インド電子・情報技術省(MeitY)は4月24日、同省が支援するインド工科大学マドラス校(IIT-M)のCoE-CPPICで開発された国産シリコンフォトニクス技術ソリューション2件を発表した。

(出典:PIB)
発表されたのは、フォトニクスチップ製造向けのシリコンフォトニクス・プロセス設計キット(PDK)と、プログラマブル・フォトニック集積回路(PPIC)の汎用パッケージ型テストエンジンである。発表は、MeitYのS・クリシュナン(S. Krishnan)事務次官が、同省のアミテシュ・シンハ(Amitesh Sinha)副次官兼インド半導体ミッション(ISM)最高経営責任者、IIT-Mのシャンティ・バッタチャリヤ(Shanti Bhattacharya)教授らの立会いの下で行った。本成果はシリコンフォトニクス技術主権の重要な節目であり、インドのフォトニクス研究開発コミュニティに向けた共有の国家施設として機能する。
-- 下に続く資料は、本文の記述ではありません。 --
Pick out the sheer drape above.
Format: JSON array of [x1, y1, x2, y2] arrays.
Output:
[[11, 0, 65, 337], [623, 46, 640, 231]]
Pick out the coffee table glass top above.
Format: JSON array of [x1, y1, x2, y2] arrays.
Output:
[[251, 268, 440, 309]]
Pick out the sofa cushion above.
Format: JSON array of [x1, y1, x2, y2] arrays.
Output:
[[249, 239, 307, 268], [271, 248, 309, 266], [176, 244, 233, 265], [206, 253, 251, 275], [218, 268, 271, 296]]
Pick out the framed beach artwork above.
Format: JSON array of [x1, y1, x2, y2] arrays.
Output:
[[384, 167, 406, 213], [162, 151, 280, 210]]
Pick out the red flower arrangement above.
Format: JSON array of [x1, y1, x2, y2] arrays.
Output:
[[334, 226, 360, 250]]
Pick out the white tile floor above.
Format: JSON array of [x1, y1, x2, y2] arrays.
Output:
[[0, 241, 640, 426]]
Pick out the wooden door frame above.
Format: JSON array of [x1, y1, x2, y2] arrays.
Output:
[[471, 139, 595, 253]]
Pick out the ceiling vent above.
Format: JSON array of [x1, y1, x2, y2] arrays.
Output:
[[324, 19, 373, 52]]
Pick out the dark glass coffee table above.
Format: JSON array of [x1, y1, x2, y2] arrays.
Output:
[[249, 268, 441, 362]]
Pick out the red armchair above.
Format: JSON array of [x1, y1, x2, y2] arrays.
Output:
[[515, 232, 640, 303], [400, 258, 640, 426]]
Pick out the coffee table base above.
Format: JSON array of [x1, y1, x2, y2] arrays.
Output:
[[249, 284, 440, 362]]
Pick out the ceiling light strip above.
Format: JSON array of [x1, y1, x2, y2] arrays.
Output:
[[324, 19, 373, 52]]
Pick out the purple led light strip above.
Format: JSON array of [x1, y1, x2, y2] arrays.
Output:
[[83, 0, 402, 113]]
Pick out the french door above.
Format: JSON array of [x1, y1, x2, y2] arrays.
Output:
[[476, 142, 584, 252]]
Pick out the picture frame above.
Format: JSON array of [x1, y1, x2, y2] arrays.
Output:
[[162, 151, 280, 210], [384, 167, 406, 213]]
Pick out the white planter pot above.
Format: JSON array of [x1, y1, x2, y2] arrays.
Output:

PDKは50以上の検証済みコンポーネントを備え、産業界、スタートアップ、学術機関、防衛研究開発機関によるフォトニックIC開発を可能にする基盤を提供する。一方、PPICテストエンジンはフォトニクスおよびオプトエレクトロニクスモジュールの自動特性評価プラットフォームである。
クリシュナン事務次官は、CoE-CPPICにおける次段階の技術開発の開始も発表し、「インドのシリコンフォトニクスは世界最先端の水準に達しています」と述べ、ISMの下でのシリコンフォトニクス製造施設の設立の必要性を指摘した。シンハ氏は、同技術が古典領域および量子領域の双方に応用可能であり、ISM2.0の研究開発部門の支援により、さらなる技術改良と製品開発が可能になると説明した。
CoE-CPPICSの主任研究者であるビジョイ・クリシュナ・ダス(Bijoy Krishna Das)教授は、「本年度第3四半期から、当センターはシリコンフォトニクスのマルチプロジェクトウェハ(MPW)製造を可能にし、包括的な試験、パッケージング、モジュール特性評価を提供します」と述べた。